The blood pressure values of ten subjects were predicted using the GA-MIV-BP neural network models, regression models [6], and the ANN model based on PWTT [18]. Figures 7 and 8 show the SBP and DBP values, respectively, predicted by these three models. The horizontal axis in Figs 7 and 8 denotes the jth measured data for the ith subject. For example, ‘1-1’ denotes the first measured data for subject Test_1. It can be seen from Figs 7 and 8 that the predictions obtained by the GA-MIV-BP models are closer to the sphygmomanometer measured blood pressure values than those by regression models and the ANN model. Thus, it can be concluded that the GA-MIV-BP models have better predictive performance than regression models and the PWTT-based ANN model.

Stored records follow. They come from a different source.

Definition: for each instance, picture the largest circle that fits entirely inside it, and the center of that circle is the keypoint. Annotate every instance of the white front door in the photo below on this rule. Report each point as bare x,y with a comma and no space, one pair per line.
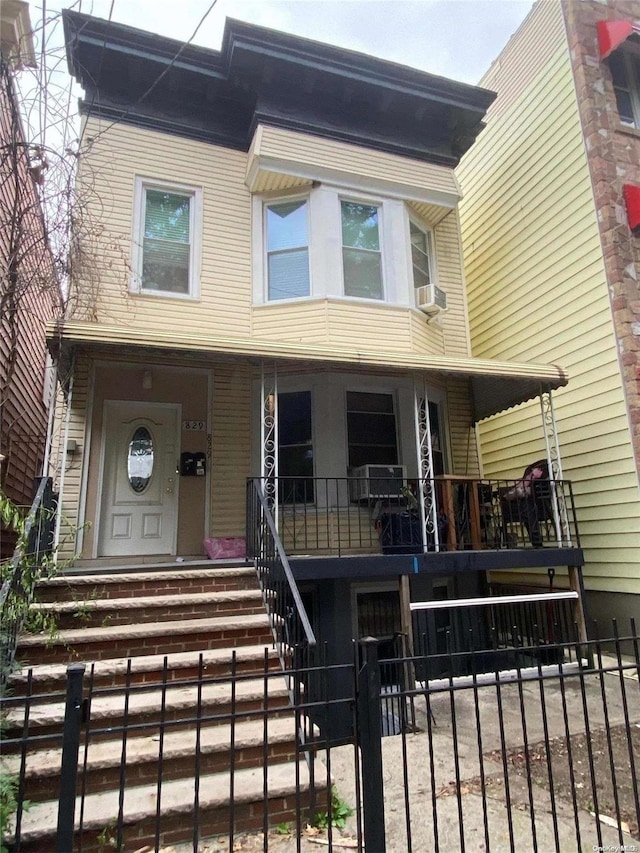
139,505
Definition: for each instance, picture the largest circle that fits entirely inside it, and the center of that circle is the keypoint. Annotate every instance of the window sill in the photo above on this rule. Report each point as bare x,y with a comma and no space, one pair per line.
160,294
627,130
350,300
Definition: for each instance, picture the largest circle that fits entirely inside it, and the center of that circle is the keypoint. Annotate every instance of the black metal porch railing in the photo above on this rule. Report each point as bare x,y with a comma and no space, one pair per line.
287,613
337,515
20,574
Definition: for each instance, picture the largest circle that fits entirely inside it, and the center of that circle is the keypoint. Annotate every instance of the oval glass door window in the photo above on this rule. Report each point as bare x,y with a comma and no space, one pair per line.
140,460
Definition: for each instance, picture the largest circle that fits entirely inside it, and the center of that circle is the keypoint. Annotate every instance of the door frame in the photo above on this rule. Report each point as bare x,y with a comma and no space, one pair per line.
109,404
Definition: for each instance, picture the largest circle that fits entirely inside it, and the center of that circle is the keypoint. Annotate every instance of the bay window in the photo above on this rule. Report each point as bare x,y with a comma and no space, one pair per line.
361,255
287,250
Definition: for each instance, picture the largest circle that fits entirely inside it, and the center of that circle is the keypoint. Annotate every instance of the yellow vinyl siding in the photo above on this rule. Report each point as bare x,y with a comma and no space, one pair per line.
73,464
231,448
449,279
288,146
537,290
224,306
464,456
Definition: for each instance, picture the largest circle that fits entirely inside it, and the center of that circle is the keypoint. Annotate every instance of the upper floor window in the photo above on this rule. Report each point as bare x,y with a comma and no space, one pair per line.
361,255
166,239
421,255
287,249
625,71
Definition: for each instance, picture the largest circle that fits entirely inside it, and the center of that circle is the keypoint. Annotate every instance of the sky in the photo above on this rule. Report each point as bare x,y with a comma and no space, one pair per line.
453,38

In order to further analyze the prediction accuracy of the above three models, the RMSE and MRE were used to compare them. The RMSE and MRE of the predicted blood pressure values from the three models and the values as measured by the sphygmomanometer are shown in Table 7. It can be seen that the RMSE and MRE of the SBP and DBP values calculated by GA-MIV-BP models are lower than those of the regression and the ANN models. Therefore, it can be concluded that the GA-MIV-BP models have greater prediction accuracy than the regression and PWTT-based ANN models. The MRE of SBP and DBP values calculated by GA-MIV-BP models is less than 5%.

Figure 9.

Bland-Altman analysis of predicted and measured SBP values (SBP1 and SBP0).

Figure 10.

Bland-Altman analysis of predicted and measured DBP values (DBP1 and DBP0).

4.2Bland-Altman analysis between results predicted by GA-MIV-BP models and blood pressure values measured by sphygmomanometer

The blood pressure values predicted by the GA-MIV-BP neural network model and the blood pressure values measured by the sphygmomanometer underwent Bland-Altman analysis, as shown in Figs 9 and 10. Figure 9 shows that 96.67% of the points are within the 95% consistency range, and the maximum absolute value of all differences within the consistency range is 5.8895 mmHg. Figure 10 shows that 95.83% of the points are within the 95% consistency range, and the maximum absolute values of all differences within the consistency range is 4.8218 mmHg. These differences are adequate for clinical requirements, and as there is good consistency between the results of the GA-MIV-BP neural network model and the actual measurement, they may be considered interchangeable.